Hydrogen and oxygen isotope ratios of shales and characteristics of formation waters in sedimentary complexes accreted at different times, Kinki district, southwest Japan

Abstract

Oxygen and hydrogen isotope analyses were made of shale samples from southwest Japan to investigate water circulation in sedimentary complexes during burial and low-grade metamorphism. The sedimentary complexes of the Kinki district were accreted to the Asian continent at two different times, and the geology is characterized by a clear zonal structure. Hydrogen isotope ratios of the bulk shales become heavier from the older northernmost terrain ( δD SMOW = −105 to − 90‰ ) to the younger southernmost terrain (−60 to −40‰).
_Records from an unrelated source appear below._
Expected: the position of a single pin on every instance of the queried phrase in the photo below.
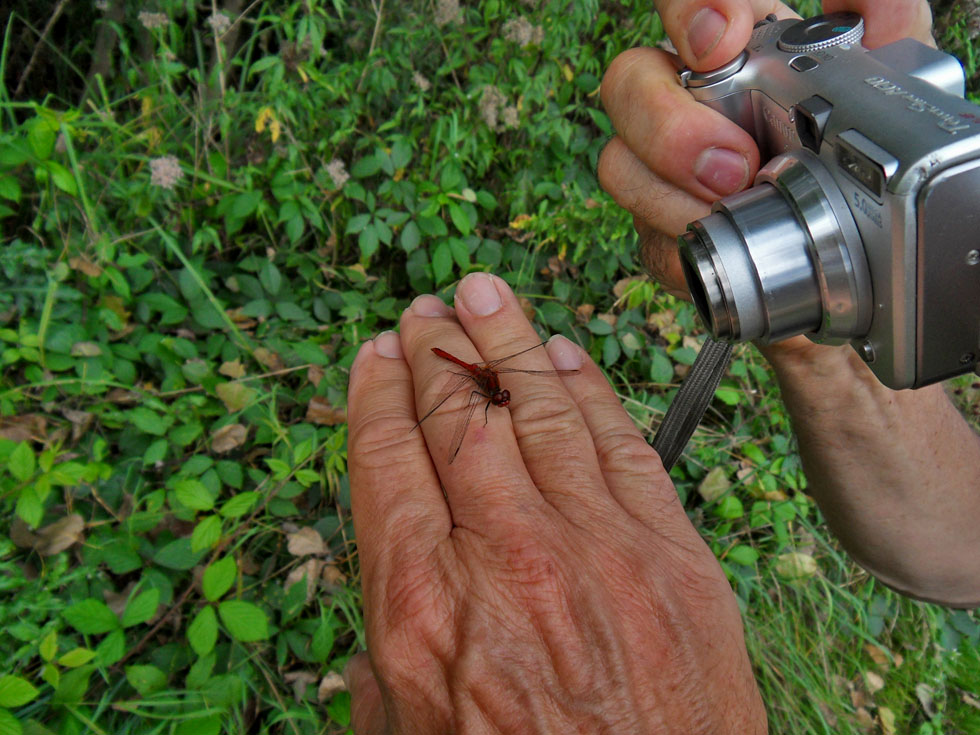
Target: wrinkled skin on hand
(548, 581)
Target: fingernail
(564, 355)
(707, 28)
(429, 305)
(479, 294)
(388, 344)
(722, 170)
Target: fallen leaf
(60, 535)
(85, 266)
(300, 680)
(235, 396)
(309, 570)
(30, 427)
(795, 566)
(925, 693)
(85, 349)
(268, 358)
(714, 485)
(314, 374)
(319, 411)
(228, 437)
(233, 369)
(305, 541)
(333, 576)
(873, 681)
(886, 719)
(80, 422)
(330, 684)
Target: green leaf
(178, 555)
(15, 692)
(146, 679)
(194, 495)
(219, 577)
(442, 261)
(245, 622)
(76, 657)
(206, 533)
(21, 462)
(240, 504)
(9, 725)
(202, 633)
(91, 617)
(141, 608)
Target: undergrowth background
(205, 209)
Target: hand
(548, 581)
(672, 156)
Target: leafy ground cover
(205, 209)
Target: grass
(202, 219)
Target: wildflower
(337, 172)
(509, 117)
(421, 82)
(152, 21)
(165, 172)
(219, 23)
(447, 11)
(490, 104)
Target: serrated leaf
(202, 633)
(77, 657)
(15, 691)
(245, 621)
(219, 577)
(141, 608)
(91, 617)
(146, 679)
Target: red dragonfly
(486, 376)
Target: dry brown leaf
(268, 358)
(60, 535)
(873, 682)
(300, 680)
(333, 576)
(228, 437)
(314, 374)
(233, 369)
(321, 412)
(31, 427)
(886, 720)
(330, 684)
(84, 265)
(878, 654)
(305, 541)
(310, 570)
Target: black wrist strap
(692, 400)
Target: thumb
(887, 22)
(367, 712)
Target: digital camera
(864, 227)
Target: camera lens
(780, 259)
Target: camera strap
(687, 409)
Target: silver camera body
(864, 227)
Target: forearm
(894, 472)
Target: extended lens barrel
(780, 259)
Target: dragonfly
(486, 378)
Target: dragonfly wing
(453, 386)
(462, 422)
(546, 373)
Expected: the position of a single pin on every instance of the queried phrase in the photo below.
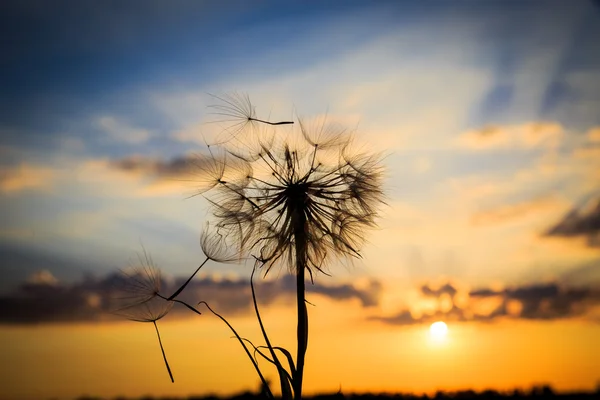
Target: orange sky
(124, 358)
(487, 114)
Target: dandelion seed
(137, 297)
(295, 200)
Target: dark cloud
(543, 301)
(156, 168)
(43, 299)
(531, 302)
(444, 289)
(584, 222)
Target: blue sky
(487, 112)
(88, 85)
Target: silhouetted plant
(296, 198)
(138, 297)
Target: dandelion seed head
(136, 293)
(294, 198)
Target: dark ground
(536, 393)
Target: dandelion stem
(283, 375)
(239, 338)
(302, 330)
(163, 352)
(188, 281)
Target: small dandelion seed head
(136, 294)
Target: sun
(438, 330)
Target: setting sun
(438, 330)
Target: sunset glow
(481, 270)
(438, 330)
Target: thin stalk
(241, 340)
(163, 352)
(283, 375)
(302, 330)
(188, 281)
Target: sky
(487, 112)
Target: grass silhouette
(296, 199)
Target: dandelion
(138, 297)
(293, 200)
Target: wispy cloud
(24, 176)
(583, 221)
(524, 136)
(122, 132)
(43, 299)
(539, 301)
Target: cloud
(14, 179)
(593, 135)
(580, 222)
(155, 168)
(121, 132)
(541, 301)
(43, 299)
(510, 212)
(525, 136)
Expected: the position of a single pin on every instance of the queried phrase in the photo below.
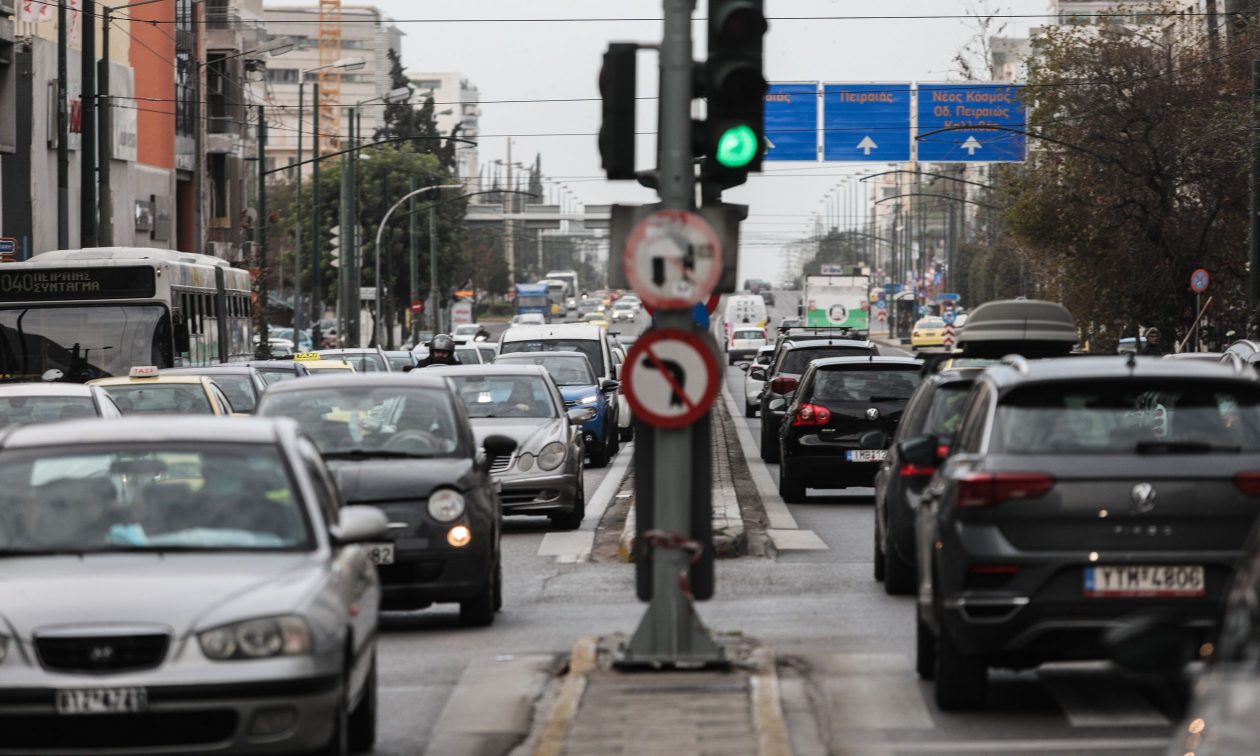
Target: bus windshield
(82, 342)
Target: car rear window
(864, 383)
(1129, 417)
(798, 359)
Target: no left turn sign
(673, 260)
(670, 378)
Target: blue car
(581, 387)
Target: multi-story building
(456, 102)
(364, 33)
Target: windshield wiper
(1181, 447)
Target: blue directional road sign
(945, 107)
(791, 122)
(866, 122)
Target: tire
(479, 610)
(790, 490)
(925, 649)
(362, 733)
(962, 681)
(878, 560)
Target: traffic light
(618, 80)
(732, 136)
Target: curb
(555, 732)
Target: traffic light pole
(670, 634)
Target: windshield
(82, 342)
(160, 398)
(139, 498)
(505, 396)
(587, 347)
(1130, 417)
(864, 383)
(27, 410)
(565, 369)
(372, 421)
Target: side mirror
(784, 384)
(580, 415)
(499, 445)
(357, 524)
(920, 451)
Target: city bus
(81, 314)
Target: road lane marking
(575, 546)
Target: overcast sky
(513, 61)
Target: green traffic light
(737, 146)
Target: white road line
(1090, 699)
(576, 546)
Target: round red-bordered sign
(670, 378)
(673, 260)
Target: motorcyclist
(441, 352)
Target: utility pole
(63, 134)
(87, 148)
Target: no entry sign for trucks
(673, 260)
(670, 378)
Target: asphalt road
(852, 641)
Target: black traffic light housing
(732, 137)
(618, 81)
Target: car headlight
(257, 639)
(552, 456)
(445, 505)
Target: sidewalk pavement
(600, 710)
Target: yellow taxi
(145, 392)
(929, 332)
(316, 364)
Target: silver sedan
(174, 587)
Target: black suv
(841, 421)
(935, 410)
(791, 358)
(1081, 497)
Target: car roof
(149, 429)
(45, 388)
(1016, 371)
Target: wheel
(878, 557)
(362, 733)
(791, 492)
(479, 610)
(925, 649)
(962, 681)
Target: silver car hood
(178, 590)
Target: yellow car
(145, 392)
(929, 332)
(596, 319)
(315, 363)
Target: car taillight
(812, 416)
(1248, 483)
(989, 489)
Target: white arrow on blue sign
(791, 122)
(866, 122)
(953, 121)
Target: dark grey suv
(1081, 495)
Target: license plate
(381, 553)
(866, 455)
(102, 701)
(1145, 581)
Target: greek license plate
(866, 455)
(1144, 581)
(381, 553)
(102, 701)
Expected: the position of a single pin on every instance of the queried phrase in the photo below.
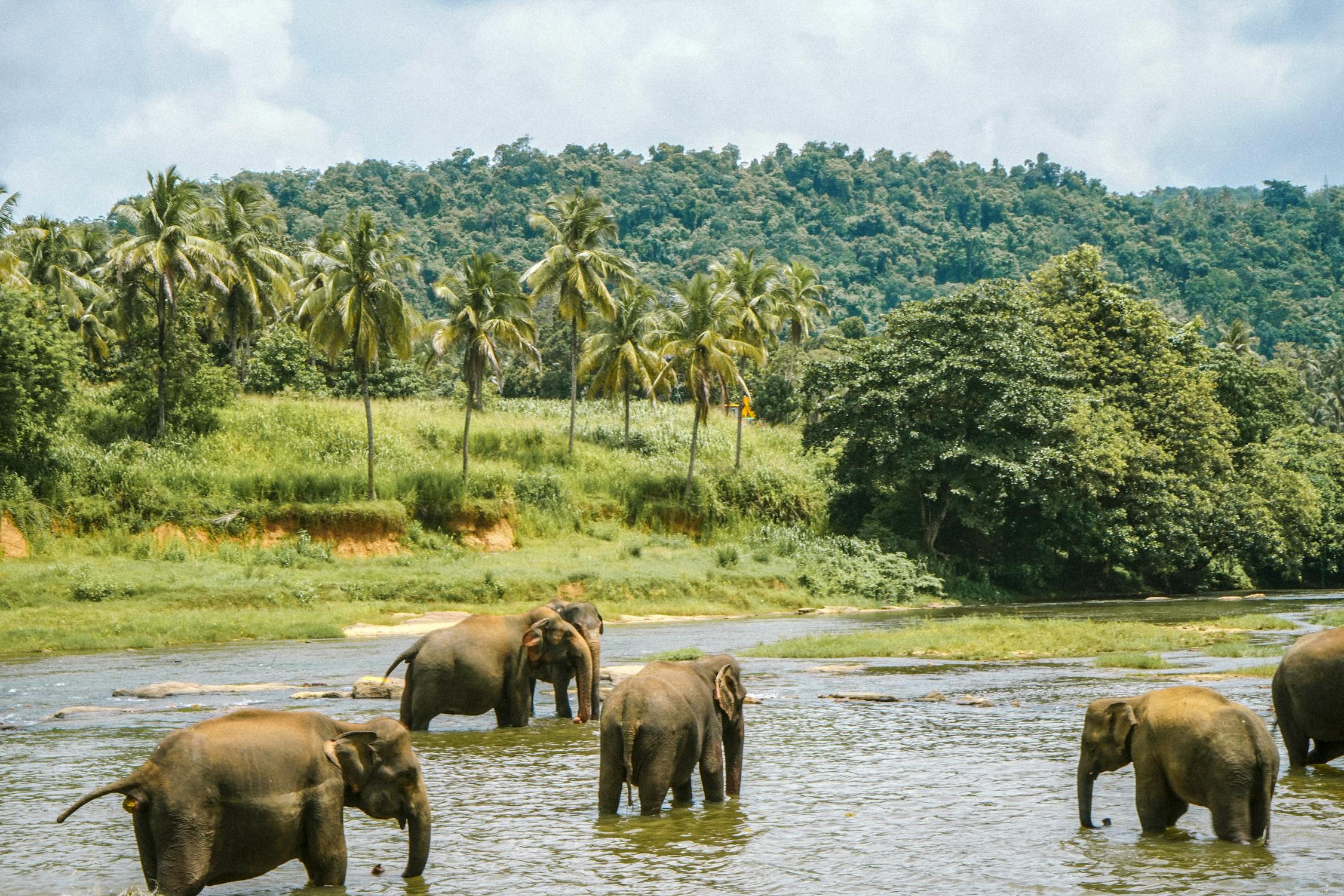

Hydrogen isotope ratios of illite show two distinctive ranges for the two different accretionary complexes: −100 to −60‰ for the Jurassic to early Cretaceous complexes and −65 to −45‰ for the Cretaceous to Paleogene complexes. These hydrogen isotope characteristics of the bulk shales and illite suggest that deeply circulating meteoric water interacted with the Jurassic sedimentary formations, whereas the original sedimentary isotope ratios were likely retained in the Cretaceous to Paleogene terrains. Oxygen isotope ratios of the bulk shales and the constituent minerals are similar for the two accretionary complexes, indicating that sediments were constantly supplied from the same hinterland of the Asian continent. Chlorite and illite with normal to high δ 18 O values (+ 5 to + 17‰ and +10 to + 21‰, respectively) may have formed during burial diagenesis and low-grade metamorphic reactions, although a fraction of the minerals are detrital in origin. The similar oxygen isotope values of fine quartz (+17 to + 23‰) to those previously reported for detrital quartz in shales and soils suggest homogeneity of detrital quartz in the Northern Hemisphere.